Understanding 'Coords' and 'dims' to analyze dataset

Hi,

I am new to PyMC and Bayesian statistics. I am trying to analyze a dataset that has two columns (for example, ‘index’ and ‘rate’). However, for the same ‘index’, there are multiple rates. I want to analyze the rates associated with a specific index to find a parameter per index. Here is a sample code of what I tried to implement, which gives a value error:

data = pd.DataFrame({
    'index': ['a_1', 'a_1', 'a_2', 'a_2', 'b_1', 'b_1', 'b_2', 'b_2'],
    'rate': [0.1, 0.3, 0.1, 0.3, 0.1, 0.5, 0.4, 0.5]
})

coords = {'index': data['index'].unique()}

with pm.Model(coords=coords) as model:
    alpha_prior = pm.Uniform('alpha_prior', 0, 100,dims='index')  # shape parameter 1
    beta_prior = pm.Uniform('beta_prior', 0, 100,dims='index')   # shape parameter 2

    y = pm.Beta('y', alpha=alpha_prior, beta=beta_prior, observed=data['rate'], dims='index')
    
    trace2 = pm.sample()

Later, I tried the same with the ‘shape’ function as given in the code here (the code works):

data['id'] = pd.factorize(data['index'])[0]

with pm.Model() as beta_model:

    alpha = pm.Uniform('alpha', 0, 100, shape=4)
    beta = pm.Uniform('beta', 0, 100, shape=4)
    
    y = pm.Beta('y', alpha=alpha[data['id']], beta=beta[data['id']], observed=data['rate'])

     trace = pm.sample()

I am confused about whether PyMC knows which data points relate to which index and analyzes accordingly, or if it tries to match them to the number of dimensions specified in the code.

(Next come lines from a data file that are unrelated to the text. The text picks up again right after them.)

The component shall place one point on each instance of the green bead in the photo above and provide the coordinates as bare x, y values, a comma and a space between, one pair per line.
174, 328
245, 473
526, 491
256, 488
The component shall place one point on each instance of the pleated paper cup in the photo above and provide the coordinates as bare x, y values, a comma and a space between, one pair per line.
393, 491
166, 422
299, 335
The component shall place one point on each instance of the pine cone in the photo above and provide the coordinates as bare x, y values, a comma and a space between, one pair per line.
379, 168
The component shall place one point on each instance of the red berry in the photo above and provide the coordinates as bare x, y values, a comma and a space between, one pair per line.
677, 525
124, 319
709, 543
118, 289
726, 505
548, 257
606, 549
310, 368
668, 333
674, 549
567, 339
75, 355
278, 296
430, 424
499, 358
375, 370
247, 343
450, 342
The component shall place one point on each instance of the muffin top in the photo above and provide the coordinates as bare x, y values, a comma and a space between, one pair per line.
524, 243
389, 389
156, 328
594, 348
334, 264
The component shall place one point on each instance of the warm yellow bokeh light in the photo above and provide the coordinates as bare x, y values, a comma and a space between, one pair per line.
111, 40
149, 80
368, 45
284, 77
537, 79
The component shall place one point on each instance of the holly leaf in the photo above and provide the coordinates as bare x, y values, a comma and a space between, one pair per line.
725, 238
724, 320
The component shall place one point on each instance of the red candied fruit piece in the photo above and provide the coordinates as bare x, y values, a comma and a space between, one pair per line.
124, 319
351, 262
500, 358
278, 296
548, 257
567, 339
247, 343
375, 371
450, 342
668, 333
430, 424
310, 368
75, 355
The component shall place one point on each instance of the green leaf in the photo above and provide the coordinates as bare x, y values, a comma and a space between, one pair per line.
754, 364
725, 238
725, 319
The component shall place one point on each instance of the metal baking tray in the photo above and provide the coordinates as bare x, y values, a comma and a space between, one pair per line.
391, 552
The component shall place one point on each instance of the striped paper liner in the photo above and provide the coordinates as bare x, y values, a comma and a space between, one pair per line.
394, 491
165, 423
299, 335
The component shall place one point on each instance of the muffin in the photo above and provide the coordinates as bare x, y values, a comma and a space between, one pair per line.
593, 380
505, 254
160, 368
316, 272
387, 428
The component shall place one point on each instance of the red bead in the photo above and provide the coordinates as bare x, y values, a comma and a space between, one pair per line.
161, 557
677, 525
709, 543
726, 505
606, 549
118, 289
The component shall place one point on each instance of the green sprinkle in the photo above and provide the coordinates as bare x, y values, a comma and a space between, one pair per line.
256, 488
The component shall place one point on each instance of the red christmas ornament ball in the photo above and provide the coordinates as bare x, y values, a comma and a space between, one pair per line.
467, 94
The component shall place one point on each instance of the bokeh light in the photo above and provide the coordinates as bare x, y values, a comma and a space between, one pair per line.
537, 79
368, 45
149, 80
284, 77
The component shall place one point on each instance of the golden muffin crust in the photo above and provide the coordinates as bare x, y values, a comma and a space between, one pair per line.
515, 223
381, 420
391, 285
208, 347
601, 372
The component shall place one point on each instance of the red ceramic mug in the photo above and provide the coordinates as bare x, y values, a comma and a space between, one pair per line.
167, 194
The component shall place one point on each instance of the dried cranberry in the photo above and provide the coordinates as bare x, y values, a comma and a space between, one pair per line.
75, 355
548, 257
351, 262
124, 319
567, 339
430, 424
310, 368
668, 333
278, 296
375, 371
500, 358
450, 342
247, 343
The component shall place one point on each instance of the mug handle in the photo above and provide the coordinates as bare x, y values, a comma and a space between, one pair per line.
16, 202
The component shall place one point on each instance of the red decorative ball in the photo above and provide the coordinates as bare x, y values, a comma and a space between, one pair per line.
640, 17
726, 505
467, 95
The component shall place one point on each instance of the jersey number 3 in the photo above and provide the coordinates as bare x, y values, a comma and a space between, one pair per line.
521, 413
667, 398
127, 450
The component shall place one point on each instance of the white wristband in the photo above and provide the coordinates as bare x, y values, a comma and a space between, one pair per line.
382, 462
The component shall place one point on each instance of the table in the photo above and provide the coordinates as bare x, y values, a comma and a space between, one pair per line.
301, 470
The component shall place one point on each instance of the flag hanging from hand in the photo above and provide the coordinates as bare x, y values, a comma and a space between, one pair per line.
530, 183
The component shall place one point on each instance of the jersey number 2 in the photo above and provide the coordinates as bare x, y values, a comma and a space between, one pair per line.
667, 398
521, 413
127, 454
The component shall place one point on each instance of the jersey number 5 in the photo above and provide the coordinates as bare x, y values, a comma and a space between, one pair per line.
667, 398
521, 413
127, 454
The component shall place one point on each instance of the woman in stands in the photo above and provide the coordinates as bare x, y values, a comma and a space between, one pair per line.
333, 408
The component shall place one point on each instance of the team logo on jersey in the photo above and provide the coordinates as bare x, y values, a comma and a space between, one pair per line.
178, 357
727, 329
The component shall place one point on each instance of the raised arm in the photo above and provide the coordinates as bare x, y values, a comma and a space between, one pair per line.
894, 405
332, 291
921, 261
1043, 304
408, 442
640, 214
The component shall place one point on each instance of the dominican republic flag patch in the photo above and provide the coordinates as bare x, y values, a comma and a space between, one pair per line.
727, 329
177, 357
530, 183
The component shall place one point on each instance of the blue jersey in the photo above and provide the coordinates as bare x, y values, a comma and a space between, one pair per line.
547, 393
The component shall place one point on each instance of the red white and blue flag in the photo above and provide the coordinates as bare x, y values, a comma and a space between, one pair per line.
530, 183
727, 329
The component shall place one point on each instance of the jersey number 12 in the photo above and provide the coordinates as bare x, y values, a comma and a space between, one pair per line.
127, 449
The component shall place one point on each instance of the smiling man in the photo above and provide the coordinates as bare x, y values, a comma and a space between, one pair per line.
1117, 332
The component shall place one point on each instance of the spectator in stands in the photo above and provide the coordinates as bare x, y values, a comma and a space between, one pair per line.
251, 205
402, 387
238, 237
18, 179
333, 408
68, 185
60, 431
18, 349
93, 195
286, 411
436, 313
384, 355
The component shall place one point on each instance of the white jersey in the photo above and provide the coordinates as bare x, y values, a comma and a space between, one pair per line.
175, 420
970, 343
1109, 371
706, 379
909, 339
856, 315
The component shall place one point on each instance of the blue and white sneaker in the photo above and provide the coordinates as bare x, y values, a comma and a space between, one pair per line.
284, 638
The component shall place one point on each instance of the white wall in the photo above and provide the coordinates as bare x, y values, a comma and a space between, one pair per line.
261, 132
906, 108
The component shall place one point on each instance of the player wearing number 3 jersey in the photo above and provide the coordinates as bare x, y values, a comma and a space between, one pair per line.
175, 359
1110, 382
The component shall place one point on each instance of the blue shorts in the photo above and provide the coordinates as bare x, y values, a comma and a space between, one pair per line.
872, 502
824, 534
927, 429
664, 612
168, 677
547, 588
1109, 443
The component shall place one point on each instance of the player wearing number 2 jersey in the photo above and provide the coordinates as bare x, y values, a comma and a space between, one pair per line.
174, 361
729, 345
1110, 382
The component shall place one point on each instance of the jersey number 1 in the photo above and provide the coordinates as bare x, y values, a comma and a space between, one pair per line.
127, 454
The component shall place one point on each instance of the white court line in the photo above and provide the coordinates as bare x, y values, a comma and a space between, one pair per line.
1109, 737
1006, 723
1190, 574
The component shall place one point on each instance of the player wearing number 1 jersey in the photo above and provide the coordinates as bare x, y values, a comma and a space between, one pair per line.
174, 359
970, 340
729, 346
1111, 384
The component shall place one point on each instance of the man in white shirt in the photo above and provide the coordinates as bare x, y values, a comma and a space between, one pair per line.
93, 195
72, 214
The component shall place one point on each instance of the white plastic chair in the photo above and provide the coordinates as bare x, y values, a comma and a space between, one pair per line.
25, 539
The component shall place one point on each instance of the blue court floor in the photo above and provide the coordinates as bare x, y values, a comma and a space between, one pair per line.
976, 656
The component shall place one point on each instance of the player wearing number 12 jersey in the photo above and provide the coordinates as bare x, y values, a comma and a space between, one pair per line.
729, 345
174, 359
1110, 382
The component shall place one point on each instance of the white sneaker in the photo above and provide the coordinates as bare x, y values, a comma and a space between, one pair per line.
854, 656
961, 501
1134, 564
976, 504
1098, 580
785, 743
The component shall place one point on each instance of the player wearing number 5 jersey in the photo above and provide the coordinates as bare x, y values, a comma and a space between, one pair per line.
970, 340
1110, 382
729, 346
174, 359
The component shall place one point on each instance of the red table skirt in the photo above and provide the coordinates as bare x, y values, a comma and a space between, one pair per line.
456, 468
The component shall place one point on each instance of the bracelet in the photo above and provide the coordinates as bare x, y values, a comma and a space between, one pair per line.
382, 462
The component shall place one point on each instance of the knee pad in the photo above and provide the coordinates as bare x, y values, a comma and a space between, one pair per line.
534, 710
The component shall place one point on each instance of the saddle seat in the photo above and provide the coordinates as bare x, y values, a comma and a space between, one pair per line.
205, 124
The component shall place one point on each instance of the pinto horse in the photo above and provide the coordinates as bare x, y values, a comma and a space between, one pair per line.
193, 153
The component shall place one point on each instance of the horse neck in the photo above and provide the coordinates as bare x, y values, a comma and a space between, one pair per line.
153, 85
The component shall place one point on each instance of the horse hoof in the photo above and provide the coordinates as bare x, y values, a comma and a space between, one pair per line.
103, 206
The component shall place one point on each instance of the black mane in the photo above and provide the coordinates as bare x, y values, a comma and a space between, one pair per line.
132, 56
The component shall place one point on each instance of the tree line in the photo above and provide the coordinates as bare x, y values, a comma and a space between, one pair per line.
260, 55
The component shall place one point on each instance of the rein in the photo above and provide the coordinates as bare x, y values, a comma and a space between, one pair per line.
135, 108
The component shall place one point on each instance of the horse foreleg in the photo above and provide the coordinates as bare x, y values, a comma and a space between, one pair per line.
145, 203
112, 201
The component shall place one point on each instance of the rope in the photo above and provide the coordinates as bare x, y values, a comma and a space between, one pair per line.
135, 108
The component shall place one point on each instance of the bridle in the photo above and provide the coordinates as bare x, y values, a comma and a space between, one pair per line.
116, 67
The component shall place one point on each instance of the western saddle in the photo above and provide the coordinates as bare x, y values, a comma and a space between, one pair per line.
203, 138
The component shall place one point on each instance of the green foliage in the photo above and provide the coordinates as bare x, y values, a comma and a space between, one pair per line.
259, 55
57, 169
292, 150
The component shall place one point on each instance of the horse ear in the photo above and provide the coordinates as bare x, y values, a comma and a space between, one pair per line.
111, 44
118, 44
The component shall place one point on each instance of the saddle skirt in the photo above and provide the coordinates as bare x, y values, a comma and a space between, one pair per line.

How can the previous code be altered to work in the same manner as the second one? Or would it be better to create separate models for each index?

Welcome! I think you are on the right track. But you have 4 unique indicies and 8 observations. So setting the dims of y to be ="index" is going to conflict with the shape of data["rate"]. So you need alpha_prior to hold 4 values but somehow get these 4 values to broadcast to the 8 observations.

import numpy as np
import pandas as pd
import pymc as pm

data = pd.DataFrame(
    {
        "index": ["a_1", "a_1", "a_2", "a_2", "b_1", "b_1", "b_2", "b_2"],
        "rate": [0.1, 0.3, 0.1, 0.3, 0.1, 0.5, 0.4, 0.5],
    }
)


idx, cat = pd.factorize(data["index"])
coords = {"index": cat, "obs": np.arange(len(idx))}

with pm.Model(coords=coords) as model:
    alpha_prior = pm.Uniform("alpha_prior", 0, 100, dims="index")  # shape parameter 1
    beta_prior = pm.Uniform("beta_prior", 0, 100, dims="index")  # shape parameter 2

    y = pm.Beta(
        "y", alpha=alpha_prior[idx], beta=beta_prior[idx], observed=data["rate"], dims="obs"
    )

    trace2 = pm.sample()

Hi,

Thank you for your reply. I was able to get the code working with your advice. However, I’m still a bit confused about how this is executed within PyMC. Does the program analyze all the data and try to fit it into the specified number of ‘index’ dimensions, or does it know which data points correspond to which index?

Thank you for your help!

PyMC broadcasts just like numpy broadcasts. So if we had a parameter with shape (4,):

dummy_param = np.array([42, 21, 37, 59])

and we index into dummy_param with our idx variable defined in the code snippet above (which is shape (8,)):

dummy_param[idx]

then we get a result which is shape (8,), where each value is the corresponding value from dummy_param indicated by idx:

array([42, 42, 21, 21, 37, 37, 59, 59])

The idea is that PyMC should require no additional knowledge about broadcasting if you already understand how numpy works.

1 Like